I am floored by the paranoia on this comment board. If you know anything about negotiation, you know that one of the strongest points of leverage is the deadline. When you know your opponent has a deadline, you use it to your advantage, knowing all the while that if you go too far and the deadline passes, your advantage is lost.
Hear this loud and clear, my hysterical brothers and sisters: all of the gains we made beyond the DGA deal were a direct result of our leaders promising to recommend the deal for a fast vote, in time to save the Oscars and the rest of the TV season. If this does not happen, all the gains will be taken off the table. Get it? It’s a quid pro quo. They gave us a deal that our leaders can recommend to the committee and we assured them that it would be put to a fast vote. No fast vote, no deal.
Second, read the Guild constitution. We elected our representatives and empowered them to vote for us. When they vote, we are voting. Do you whine for a plebiscite every time that Congress votes on a bill?
Honestly, grow up.
And, by the way, a room full of yeas and nays will tell our leaders just as much as the ultimate vote will. If the deal is shouted down at the meeting, it will not pass. So relax.

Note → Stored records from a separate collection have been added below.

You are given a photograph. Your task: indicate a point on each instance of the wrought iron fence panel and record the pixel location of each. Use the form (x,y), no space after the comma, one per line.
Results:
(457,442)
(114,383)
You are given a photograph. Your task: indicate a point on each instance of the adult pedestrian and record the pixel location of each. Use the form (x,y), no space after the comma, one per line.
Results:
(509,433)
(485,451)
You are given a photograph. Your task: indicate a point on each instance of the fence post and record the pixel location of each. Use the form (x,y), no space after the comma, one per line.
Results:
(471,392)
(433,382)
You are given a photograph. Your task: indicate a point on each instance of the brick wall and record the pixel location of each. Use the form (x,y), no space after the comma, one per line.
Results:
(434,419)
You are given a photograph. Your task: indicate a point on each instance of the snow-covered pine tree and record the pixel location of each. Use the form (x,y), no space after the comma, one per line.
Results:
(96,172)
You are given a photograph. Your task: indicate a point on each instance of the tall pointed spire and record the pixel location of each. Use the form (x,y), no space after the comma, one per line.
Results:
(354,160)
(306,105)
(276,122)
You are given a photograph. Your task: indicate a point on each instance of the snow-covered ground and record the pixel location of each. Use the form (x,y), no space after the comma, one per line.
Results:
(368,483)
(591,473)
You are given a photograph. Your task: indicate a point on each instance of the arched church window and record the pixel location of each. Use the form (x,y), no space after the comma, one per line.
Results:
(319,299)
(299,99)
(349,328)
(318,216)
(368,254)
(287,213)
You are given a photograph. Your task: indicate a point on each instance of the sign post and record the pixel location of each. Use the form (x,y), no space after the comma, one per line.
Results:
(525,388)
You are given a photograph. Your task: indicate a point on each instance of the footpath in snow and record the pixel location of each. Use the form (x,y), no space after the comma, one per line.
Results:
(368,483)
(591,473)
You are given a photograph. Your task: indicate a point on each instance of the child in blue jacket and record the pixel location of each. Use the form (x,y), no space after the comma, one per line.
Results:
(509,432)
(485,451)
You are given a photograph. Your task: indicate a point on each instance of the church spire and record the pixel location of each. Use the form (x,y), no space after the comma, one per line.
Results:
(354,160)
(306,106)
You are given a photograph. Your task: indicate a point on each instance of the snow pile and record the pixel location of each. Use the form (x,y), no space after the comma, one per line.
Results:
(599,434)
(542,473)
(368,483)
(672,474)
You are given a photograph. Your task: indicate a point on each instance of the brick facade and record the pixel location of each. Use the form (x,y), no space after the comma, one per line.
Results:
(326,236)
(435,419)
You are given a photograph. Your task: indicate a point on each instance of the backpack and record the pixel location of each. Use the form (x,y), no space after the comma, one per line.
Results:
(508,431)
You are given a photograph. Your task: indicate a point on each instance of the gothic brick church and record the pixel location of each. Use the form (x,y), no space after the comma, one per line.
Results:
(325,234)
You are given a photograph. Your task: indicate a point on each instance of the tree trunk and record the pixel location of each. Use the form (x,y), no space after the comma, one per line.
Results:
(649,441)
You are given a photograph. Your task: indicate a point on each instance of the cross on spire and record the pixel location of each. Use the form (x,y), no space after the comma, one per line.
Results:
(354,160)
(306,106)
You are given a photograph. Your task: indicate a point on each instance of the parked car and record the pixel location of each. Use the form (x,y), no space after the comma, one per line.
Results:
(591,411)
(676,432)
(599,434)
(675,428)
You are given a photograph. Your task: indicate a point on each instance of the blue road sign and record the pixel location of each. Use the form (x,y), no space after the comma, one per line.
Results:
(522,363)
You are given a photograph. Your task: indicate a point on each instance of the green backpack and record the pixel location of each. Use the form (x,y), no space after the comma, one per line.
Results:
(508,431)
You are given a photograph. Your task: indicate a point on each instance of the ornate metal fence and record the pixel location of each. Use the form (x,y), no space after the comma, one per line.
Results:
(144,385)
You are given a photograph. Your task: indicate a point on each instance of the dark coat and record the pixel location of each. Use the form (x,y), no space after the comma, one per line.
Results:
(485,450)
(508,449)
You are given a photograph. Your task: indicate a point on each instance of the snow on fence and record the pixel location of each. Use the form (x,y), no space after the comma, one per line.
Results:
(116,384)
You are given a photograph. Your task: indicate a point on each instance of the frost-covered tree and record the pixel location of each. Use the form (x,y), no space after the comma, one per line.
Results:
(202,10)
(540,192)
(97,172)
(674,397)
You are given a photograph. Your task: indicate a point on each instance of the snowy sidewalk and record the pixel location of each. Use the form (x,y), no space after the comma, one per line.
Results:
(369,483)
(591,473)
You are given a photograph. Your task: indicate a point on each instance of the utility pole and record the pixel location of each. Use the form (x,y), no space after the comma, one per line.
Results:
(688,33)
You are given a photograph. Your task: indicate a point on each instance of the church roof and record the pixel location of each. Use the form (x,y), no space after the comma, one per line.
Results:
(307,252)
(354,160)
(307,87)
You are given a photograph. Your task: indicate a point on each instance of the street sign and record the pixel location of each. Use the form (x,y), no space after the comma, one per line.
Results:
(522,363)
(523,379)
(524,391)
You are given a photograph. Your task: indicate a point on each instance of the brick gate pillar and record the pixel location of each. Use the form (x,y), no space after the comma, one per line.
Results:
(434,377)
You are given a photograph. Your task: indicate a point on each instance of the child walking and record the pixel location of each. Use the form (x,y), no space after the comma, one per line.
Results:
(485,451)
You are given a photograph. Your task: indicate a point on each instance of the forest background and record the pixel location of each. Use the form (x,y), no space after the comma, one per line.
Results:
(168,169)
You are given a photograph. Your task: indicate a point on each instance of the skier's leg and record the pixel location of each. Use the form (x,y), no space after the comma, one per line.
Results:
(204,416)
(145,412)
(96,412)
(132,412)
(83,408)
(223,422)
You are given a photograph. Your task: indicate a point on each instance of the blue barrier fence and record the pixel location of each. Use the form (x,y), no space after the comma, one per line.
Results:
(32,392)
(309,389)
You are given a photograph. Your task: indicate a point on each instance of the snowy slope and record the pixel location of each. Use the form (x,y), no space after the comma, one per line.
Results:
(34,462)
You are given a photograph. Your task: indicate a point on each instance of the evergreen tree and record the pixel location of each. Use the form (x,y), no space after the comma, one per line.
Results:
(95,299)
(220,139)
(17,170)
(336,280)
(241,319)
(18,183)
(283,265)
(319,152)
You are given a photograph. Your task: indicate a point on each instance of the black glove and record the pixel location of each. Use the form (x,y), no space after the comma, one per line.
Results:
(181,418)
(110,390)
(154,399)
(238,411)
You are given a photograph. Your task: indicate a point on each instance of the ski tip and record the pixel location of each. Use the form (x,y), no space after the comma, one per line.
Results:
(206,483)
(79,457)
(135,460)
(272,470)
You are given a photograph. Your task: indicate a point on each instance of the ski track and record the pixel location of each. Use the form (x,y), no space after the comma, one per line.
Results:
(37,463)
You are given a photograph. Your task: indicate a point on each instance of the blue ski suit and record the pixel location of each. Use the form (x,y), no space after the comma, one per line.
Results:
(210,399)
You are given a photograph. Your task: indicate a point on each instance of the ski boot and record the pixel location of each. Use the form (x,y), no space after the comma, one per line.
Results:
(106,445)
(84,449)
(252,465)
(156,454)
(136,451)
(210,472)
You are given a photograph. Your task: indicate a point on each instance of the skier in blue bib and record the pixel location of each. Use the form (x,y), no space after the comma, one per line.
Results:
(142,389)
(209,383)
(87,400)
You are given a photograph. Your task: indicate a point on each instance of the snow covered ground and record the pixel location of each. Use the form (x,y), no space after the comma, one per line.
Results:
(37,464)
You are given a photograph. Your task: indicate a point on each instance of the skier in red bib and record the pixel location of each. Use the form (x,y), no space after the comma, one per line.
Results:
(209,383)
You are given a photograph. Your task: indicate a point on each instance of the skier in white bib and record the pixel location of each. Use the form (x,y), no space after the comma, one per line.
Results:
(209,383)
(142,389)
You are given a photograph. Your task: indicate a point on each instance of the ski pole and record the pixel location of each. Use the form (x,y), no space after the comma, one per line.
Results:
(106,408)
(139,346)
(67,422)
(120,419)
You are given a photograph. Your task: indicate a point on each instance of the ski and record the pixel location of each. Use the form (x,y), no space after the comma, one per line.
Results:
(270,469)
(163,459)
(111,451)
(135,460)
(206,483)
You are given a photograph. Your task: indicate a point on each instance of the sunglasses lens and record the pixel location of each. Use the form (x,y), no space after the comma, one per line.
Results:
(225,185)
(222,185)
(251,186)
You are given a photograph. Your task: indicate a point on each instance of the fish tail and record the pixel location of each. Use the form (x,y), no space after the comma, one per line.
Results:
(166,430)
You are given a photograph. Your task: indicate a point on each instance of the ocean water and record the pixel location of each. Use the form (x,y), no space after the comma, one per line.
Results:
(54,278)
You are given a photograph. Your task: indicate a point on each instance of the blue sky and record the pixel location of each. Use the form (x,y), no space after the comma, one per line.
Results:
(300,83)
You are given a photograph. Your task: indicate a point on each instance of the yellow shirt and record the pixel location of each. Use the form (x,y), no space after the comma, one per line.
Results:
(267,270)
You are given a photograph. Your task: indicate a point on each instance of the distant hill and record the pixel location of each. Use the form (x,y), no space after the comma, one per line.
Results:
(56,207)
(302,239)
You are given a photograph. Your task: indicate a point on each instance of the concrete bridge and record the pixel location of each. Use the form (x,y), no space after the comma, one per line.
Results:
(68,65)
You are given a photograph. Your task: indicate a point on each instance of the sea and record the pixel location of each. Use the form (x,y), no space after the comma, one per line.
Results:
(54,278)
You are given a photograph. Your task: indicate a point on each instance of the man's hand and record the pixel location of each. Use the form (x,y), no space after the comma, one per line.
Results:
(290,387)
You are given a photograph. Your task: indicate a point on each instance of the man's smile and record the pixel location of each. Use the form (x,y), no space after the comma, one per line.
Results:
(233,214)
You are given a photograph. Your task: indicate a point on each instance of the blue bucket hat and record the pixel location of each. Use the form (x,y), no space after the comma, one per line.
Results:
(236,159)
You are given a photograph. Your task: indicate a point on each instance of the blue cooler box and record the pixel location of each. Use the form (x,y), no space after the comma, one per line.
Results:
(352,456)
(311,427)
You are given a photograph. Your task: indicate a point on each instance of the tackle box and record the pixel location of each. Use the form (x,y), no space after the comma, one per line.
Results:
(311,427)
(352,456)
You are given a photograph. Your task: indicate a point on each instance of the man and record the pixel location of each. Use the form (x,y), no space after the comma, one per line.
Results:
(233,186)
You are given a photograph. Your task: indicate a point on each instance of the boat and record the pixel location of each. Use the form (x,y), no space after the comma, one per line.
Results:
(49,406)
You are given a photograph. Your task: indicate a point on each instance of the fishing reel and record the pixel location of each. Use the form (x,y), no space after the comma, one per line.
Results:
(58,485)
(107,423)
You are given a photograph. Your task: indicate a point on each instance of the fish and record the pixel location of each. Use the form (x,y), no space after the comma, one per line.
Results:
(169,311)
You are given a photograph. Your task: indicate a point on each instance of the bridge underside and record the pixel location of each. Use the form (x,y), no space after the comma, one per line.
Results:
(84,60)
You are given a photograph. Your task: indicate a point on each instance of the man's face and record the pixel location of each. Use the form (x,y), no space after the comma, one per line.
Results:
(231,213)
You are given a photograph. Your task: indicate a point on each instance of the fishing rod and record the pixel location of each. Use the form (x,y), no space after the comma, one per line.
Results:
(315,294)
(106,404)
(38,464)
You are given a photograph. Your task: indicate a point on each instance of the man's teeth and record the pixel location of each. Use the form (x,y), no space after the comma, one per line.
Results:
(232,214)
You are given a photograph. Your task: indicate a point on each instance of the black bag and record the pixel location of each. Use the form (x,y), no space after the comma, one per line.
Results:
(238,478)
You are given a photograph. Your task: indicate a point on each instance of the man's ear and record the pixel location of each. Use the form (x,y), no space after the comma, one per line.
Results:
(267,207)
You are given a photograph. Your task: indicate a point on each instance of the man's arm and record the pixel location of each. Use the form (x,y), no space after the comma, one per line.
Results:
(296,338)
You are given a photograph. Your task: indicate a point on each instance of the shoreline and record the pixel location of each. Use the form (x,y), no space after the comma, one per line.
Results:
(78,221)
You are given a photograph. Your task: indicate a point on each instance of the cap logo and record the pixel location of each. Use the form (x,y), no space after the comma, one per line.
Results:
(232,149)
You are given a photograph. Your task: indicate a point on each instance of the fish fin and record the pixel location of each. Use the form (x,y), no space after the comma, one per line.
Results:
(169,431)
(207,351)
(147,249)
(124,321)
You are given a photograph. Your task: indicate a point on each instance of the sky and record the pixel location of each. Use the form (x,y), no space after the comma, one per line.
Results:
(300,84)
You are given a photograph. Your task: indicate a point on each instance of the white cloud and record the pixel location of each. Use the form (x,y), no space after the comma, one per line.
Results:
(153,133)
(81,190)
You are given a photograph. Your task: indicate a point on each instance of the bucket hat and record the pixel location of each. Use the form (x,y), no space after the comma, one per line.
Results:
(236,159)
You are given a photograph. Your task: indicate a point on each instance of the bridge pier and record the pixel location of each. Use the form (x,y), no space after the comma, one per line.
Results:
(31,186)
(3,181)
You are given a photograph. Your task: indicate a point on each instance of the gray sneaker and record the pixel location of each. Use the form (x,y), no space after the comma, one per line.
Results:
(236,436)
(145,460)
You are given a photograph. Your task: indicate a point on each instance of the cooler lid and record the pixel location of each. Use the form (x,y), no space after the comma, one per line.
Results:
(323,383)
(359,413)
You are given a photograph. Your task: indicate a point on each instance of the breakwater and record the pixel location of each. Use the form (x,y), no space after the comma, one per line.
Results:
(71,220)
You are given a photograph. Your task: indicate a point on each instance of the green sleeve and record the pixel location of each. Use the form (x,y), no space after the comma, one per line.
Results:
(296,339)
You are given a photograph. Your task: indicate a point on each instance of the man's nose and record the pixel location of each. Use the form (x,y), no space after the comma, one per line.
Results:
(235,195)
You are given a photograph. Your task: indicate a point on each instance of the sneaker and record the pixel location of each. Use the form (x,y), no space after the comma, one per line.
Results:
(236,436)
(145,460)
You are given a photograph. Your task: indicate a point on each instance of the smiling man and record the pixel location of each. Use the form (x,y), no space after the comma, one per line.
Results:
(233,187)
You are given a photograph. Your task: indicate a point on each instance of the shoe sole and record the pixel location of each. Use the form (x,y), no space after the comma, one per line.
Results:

Looking upon our leadership as our enemy is just plain crazy, a paranoia born of studio abuse and our own self-loathing.
They deserve better.
Regarding the WGA’s “tentative deal” … PLAIN AND SIMPLE, THIS IS AN AWFUL DEAL FOR WRITERS AND SHOULD BE IMMEDIATELY REJECTED BY THE WGA MEMBERSHIP. How could the membership even be presented with something like this? It pains me to say this but the leadership sold out the membership and that makes this a sad day indeed. But in terms of the business at hand, no one should sign off on this, no Oscar waiver should be given, and the strike should continue with full force. I can’t imagine WGA members will allow this thing to be jammed down their throats throats. Nor can I believe that members will, for another moment, allow these two-bit attempts to pressure and strong-arm the WGA will actually succeed. KEEP STRIKING – WITH MORE SOLIDARITY THAN EVER.
This is great news. Now if SAG can get a deal done soon, we can finally end all this strike talk. As someone who intends to be a WGA/DGA member soon, I hope these deals are fair ones as well. Congrats, guys.
I find it interesting that, for the past two months, the mantra from all of the diehards has been TRUST OUR LEADERS.
Now, our leaders present a deal, and the mantra is DON’T TRUST OUR LEADERS.
This is quite simply a confirmation of what I’ve suspected since this strike began. It’s being driven by people who simply want to strike, who relish being on the line, who thrive on having a CAUSE to wake up to in the morning, something that will give their sad lives meaning.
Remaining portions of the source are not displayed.